The materials available for injection molding include plastics and metals as well as hybrid materials and additives and fillers. The range of materials can be overwhelming, so it is often best to work with your injection molding provider.
Begin by defining the core characteristics needed for a part.
Plastics consist of groups of polymer chains. And each chain composition is different between different types of plastics, resulting in a range of properties available among this type of material. Be aware that while two plastics can look the same, they can deliver major differences in performance.
Plastics fall into two categories: Thermoset and thermoplastic.
Thermoset basically means that once the plastic has gone through a chemical reaction, it is not reversible. Thus, these plastics cannot be reground and repurposed. The chemical reaction creates a strong bond among the polymer chains. The benefits of thermoset plastics are their high strength and suitability for high temperature applications. Thermoset plastics include epoxy, phenolic, polyurethane, and silicone.
Thermoplastic means that the chemical change that this material undergoes is reversible. Thus, these materials can be repurposed.
This material comes in two varieties—semi-crystalline and amorphous. One advantage of this type of plastic is that heat softens the pellets and makes it easy to use in injection molding.
Semi-crystalline materials are a hybrid of amorphous and crystalline structure, so they have random sections of crystalline structures. Suitable products made from this plastic include bearing surfaces and living hinges. They offer good chemical resistance, but they can shrink and warp more than amorphous plastics. Semi-crystalline plastics include acetal, HDPE, LDPE, nylon, PBT, PET, and polypropylene.
The polymer chains in amorphous plastics are random and entangled. This chain arrangement delivers strength so they are often well suited for structural applications. However, they can be susceptible to stress fractions. Amorphous plastics include ABS, acrylic, polycarbonate, and PVC.

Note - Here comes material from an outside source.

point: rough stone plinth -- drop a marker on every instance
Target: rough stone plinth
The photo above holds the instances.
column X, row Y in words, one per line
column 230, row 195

Many of these materials can be altered for specific characteristics through the use of additives and fillers. Additives can alter the color, for example. Or, they can protect a part from UV radiation, or improve lubrication, deal with static, or deliver antimicrobial properties.
Engineered materials often consist of fillers, such as carbon fiber, and made for specific applications. One example is to add fiberglass to polycarbonate to enhance strength.